Manhattan District Attorney Alvin Bragg is continuing his efforts to prosecute former President Donald Trump on charges stemming from an alleged payoff to adult film star Stormy Daniels.
While Trump's legal team is scrambling to get his case moved out of state court, one observer suggested that the odds of doing so aren't good.
The Hill reported early last month that the former president's lawyers were seeking to have their client's charges heard in the Southern District of New York rather than remain in Manhattan.
They argued that Trump's case raises important federal questions, thus making federal court the proper venue for it to be heard.

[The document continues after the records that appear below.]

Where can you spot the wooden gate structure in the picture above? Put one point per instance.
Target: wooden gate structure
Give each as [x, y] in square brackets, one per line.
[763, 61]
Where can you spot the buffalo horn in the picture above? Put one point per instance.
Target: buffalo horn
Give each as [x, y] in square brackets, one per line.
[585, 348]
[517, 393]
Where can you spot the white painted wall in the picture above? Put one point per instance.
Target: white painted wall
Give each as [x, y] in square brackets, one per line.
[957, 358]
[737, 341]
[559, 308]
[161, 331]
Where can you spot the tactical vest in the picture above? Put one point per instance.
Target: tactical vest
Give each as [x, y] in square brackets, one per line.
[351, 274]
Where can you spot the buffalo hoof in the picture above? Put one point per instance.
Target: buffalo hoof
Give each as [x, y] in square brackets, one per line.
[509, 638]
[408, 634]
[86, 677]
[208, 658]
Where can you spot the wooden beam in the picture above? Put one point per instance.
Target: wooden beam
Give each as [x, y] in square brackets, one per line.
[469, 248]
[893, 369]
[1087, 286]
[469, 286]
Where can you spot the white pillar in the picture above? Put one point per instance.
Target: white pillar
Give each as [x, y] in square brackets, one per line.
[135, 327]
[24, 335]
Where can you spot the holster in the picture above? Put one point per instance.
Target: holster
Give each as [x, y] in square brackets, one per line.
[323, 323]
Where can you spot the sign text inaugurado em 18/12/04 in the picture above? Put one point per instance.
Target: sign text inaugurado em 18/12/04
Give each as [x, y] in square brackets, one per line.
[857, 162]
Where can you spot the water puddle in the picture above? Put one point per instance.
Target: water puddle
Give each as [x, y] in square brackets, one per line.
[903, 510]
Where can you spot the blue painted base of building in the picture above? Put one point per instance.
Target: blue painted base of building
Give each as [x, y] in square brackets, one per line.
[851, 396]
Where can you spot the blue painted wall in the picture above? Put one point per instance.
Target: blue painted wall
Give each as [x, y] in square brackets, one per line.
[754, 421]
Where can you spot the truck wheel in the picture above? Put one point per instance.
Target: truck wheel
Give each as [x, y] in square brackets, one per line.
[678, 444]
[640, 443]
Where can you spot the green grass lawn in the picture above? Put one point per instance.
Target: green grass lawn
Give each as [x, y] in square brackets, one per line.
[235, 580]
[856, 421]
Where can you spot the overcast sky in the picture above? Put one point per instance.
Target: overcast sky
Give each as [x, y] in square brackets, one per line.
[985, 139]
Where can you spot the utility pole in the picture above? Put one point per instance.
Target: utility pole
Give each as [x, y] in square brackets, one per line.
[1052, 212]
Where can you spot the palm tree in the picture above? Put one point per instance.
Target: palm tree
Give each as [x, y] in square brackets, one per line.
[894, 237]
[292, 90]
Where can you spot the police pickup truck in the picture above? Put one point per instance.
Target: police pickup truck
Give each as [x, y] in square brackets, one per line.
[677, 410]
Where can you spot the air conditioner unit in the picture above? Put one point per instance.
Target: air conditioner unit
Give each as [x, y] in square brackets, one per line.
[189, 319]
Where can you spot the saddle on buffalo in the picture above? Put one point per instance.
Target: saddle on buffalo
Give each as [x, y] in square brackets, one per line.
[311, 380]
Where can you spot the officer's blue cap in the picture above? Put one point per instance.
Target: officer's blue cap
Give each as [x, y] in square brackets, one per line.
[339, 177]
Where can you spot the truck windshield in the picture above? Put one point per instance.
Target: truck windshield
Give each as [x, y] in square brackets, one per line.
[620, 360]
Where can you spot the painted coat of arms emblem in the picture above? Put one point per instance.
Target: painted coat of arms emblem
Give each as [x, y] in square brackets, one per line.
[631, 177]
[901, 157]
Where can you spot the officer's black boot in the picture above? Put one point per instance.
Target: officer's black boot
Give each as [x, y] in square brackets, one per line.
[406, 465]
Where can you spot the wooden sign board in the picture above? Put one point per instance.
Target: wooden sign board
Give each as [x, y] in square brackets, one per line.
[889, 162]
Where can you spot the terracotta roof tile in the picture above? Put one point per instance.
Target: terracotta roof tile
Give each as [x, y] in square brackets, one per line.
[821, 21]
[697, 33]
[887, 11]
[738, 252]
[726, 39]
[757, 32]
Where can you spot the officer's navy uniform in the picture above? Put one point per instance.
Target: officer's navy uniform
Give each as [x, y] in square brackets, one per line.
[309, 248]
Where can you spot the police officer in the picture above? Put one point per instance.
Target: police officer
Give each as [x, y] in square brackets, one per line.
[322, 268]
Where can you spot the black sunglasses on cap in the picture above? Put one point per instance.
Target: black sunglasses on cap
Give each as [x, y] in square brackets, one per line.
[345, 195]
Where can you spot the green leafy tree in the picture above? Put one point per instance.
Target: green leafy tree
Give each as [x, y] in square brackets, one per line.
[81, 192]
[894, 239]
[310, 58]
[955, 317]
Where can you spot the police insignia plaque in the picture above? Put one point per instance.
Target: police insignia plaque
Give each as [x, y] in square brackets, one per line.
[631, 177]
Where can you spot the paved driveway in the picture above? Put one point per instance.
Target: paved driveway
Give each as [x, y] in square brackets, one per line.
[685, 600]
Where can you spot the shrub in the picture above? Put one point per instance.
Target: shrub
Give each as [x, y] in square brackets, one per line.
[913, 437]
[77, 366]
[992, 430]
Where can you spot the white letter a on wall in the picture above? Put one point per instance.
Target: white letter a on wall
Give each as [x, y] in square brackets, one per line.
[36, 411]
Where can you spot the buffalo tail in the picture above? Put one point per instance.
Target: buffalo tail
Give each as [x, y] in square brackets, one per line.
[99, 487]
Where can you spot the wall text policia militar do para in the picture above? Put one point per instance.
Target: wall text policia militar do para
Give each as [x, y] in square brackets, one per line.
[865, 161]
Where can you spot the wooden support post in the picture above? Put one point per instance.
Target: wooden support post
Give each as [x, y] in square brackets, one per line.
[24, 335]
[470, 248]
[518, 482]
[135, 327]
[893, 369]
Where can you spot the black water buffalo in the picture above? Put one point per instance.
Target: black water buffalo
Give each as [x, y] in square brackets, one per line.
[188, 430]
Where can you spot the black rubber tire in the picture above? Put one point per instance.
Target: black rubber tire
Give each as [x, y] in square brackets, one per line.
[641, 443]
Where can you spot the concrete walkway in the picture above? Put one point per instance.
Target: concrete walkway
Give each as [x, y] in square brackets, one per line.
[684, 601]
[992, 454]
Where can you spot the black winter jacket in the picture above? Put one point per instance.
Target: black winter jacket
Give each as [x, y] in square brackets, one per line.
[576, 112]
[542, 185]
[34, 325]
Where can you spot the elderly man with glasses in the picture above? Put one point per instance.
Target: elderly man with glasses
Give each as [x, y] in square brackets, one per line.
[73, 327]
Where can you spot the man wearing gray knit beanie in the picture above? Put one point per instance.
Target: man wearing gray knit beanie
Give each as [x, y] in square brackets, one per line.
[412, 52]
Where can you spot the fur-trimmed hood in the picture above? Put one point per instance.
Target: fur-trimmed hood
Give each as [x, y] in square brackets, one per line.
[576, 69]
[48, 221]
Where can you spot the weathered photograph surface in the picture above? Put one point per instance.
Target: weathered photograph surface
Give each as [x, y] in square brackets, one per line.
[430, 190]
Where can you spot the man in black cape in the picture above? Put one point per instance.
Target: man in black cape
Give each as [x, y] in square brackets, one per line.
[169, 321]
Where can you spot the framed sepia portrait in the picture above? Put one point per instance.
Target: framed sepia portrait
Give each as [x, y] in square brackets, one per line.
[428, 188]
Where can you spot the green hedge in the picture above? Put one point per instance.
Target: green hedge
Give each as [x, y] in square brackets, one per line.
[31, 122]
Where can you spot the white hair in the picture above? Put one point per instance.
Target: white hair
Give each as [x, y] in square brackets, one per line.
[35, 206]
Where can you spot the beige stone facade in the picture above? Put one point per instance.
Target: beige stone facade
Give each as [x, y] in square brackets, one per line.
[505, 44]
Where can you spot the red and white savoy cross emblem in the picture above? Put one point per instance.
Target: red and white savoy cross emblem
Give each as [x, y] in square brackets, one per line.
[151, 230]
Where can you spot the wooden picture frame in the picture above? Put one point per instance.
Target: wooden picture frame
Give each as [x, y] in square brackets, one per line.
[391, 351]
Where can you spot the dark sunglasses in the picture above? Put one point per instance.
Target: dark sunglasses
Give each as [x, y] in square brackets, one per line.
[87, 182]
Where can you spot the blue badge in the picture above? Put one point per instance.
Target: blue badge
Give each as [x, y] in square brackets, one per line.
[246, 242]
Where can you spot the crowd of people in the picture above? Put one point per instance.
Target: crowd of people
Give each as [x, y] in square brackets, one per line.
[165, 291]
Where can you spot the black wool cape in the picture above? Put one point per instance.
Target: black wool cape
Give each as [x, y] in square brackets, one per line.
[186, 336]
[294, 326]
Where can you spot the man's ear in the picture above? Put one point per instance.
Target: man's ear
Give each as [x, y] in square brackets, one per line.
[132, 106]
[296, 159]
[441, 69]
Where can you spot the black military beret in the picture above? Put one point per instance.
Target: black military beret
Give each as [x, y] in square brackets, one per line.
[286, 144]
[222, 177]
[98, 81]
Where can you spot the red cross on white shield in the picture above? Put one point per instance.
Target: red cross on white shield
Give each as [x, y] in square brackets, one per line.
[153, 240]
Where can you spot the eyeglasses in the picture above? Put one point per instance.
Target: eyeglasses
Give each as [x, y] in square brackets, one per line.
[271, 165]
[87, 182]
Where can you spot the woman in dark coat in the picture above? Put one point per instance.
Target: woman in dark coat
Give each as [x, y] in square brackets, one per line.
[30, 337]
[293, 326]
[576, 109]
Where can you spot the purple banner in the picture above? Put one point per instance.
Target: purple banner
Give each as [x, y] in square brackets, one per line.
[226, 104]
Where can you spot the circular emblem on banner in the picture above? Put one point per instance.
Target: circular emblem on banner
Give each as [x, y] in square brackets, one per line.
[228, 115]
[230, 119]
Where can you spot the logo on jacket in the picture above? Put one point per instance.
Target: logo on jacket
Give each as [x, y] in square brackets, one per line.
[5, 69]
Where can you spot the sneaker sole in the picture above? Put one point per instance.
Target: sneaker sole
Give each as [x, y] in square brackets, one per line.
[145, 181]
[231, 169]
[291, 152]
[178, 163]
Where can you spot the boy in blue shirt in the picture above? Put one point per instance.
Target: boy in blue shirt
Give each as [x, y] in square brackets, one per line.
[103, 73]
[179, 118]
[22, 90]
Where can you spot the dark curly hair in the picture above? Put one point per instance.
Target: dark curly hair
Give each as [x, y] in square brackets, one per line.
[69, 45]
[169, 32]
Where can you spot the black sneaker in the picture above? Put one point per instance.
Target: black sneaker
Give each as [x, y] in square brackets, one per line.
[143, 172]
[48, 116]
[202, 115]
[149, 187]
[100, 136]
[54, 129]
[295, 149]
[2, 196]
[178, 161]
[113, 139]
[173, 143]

"This case is unprecedented in our nation’s history," the former president's attorneys were quoted as saying in a nine-page brief.
"Never before has a local elected prosecutor criminally prosecuted a defendant either for conduct that occurred entirely while the defendant was the sitting President of the United States or for conduct that related to federal campaign contribution laws," they stressed.
Newsday senior criminal justice reporter Nicole Fuller noted in an article published this past Wednesday that while moving the case to federal court is regarded as "unlikely" by many legal observers, it could be advantageous to Trump when it comes time for jury selection.
"The Southern District of New York, where Trump’s case would be prosecuted if it were moved, includes Manhattan, but also the more politically conservative suburbs," Fuller pointed out.
"In state court, jurors would only include residents from Manhattan, which is overwhelmingly Democratic," she added.
However, Bragg argued last week in a brief of his own that Trump's "alleged criminal conduct had no connection to his official duties and responsibilities as president.
Rather, he contended that Trump's actions "arose from his unofficial actions relating to his private businesses and preelection conduct."
Manhattan prosecutor Matthew Colangelo agreed, arguing that the "alleged criminal conduct here is similarly divorced from any official duty or responsibility."
Colangelo asserted that "the preelection scheme and $130,000 payment to an adult film actress predated defendant’s inauguration, and his post-inauguration actions all derived from this pre-inauguration conduct, rather than any presidential duty, because defendant sought to conceal facts and to reimburse payments that preceded his time in office."
Fuller observed that a hearing on removing the case has been scheduled for June 27 by U.S. District Judge Alvin Hellerstein.